Added cookies caching to titulky providerv1.0.3-beta.25

author: Samuel Bartík <[email protected]> 2022-02-04 12:47:46 +0100
committer: GitHub <[email protected]> 2022-02-04 06:47:46 -0500
commit: 45f085eb5dc7a31a411f4cbb93f96cc214bc7607 (patch)
tree: 710b0026b7fc34e88b2470db2be737e335a5ddd2
parent: 54b8080a2576b2357c9679164532a5098cf014e7 (diff)
download: bazarr-1.0.3-beta.25.tar.gz
bazarr-1.0.3-beta.25.zip
1 files changed, 56 insertions, 13 deletions
diff --git a/libs/subliminal_patch/providers/titulky.py b/libs/subliminal_patch/providers/titulky.py
index 7b33acd04..e48e38d21 100644
--- a/libs/subliminal_patch/providers/titulky.py
+++ b/libs/subliminal_patch/providers/titulky.py
@@ -14,6 +14,7 @@ from requests import Session
 from requests.adapters import HTTPAdapter
 from requests.exceptions import HTTPError
 
+from subliminal.cache import region as cache
 from subliminal.exceptions import AuthenticationError, ConfigurationError, DownloadLimitExceeded, Error, ProviderError
 from subliminal.providers import ParserBeautifulSoup
 from subliminal.subtitle import fix_line_ending
@@ -25,6 +26,7 @@ from subliminal_patch.providers.mixins import ProviderSubtitleArchiveMixin
 from subliminal_patch.score import framerate_equal
 from subliminal_patch.subtitle import Subtitle, guess_matches, sanitize
 
+from dogpile.cache.api import NO_VALUE
 from subzero.language import Language
 
 from .utils import FIRST_THOUSAND_OR_SO_USER_AGENTS as AGENT_LIST
@@ -239,9 +241,14 @@ class TitulkyProvider(Provider, ProviderSubtitleArchiveMixin):
         self.session.mount('http://', HTTPAdapter(pool_maxsize=pool_maxsize))
 
         # Set headers
-        self.session.headers['User-Agent'] = AGENT_LIST[randint(
-            0,
-            len(AGENT_LIST) - 1)]
+        cached_user_agent = cache.get('titulky_user_agent')

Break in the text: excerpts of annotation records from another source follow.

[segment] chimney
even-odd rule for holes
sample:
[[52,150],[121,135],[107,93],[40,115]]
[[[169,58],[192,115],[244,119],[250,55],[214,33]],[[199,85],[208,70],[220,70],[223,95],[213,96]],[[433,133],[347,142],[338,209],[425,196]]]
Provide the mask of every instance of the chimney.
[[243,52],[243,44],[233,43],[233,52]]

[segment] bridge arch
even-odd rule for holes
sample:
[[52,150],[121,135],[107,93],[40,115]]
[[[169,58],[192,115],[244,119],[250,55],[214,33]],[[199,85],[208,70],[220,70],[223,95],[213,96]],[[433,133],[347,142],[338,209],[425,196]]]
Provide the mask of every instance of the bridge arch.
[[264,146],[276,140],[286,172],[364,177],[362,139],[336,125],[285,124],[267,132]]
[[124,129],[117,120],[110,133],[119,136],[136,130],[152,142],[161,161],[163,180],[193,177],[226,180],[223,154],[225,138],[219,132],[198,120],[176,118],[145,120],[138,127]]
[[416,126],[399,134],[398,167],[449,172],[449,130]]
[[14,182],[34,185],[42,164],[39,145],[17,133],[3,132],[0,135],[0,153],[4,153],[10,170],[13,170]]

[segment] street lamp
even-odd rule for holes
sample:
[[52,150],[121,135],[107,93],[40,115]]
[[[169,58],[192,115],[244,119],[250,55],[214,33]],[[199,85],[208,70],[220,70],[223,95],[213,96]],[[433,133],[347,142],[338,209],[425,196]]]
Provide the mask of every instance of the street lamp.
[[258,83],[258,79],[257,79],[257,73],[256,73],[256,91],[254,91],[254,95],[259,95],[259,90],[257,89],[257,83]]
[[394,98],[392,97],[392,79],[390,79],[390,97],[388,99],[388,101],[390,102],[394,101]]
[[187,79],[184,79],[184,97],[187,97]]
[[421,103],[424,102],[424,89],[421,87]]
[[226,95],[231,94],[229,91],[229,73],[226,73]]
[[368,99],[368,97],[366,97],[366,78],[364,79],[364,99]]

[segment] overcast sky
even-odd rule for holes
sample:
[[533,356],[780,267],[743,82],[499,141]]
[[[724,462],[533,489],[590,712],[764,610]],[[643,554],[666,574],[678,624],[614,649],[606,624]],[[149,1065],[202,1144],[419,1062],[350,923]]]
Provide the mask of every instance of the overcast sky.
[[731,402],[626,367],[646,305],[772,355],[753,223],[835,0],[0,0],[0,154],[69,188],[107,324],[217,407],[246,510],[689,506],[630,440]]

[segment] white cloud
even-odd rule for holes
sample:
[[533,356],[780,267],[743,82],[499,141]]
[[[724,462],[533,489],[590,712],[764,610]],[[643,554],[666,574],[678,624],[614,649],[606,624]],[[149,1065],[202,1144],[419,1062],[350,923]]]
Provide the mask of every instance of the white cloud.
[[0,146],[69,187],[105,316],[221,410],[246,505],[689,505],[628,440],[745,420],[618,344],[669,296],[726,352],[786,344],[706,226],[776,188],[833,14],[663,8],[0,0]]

+        if cached_user_agent == NO_VALUE:
+            new_user_agent = AGENT_LIST[ randint(0, len(AGENT_LIST) - 1) ]
+            cache.set('titulky_user_agent', new_user_agent)
+            self.session.headers['User-Agent'] = new_user_agent
+        else:
+            self.session.headers['User-Agent'] = cached_user_agent
+
         self.session.headers['Accept'] = 'text/html,application/xhtml+xml,application/xml;q=0.9,*/*;q=0.8'
         self.session.headers['Accept-Language'] = 'sk,cz,en;q=0.5'
         self.session.headers['Accept-Encoding'] = 'gzip, deflate'
@@ -253,19 +260,24 @@ class TitulkyProvider(Provider, ProviderSubtitleArchiveMixin):
         self.login()
 
     def terminate(self):
-        self.logout()
         self.session.close()
 
     def login(self):
-        logger.info("Titulky.com: Logging in")
-
-        self.session.get(self.server_url)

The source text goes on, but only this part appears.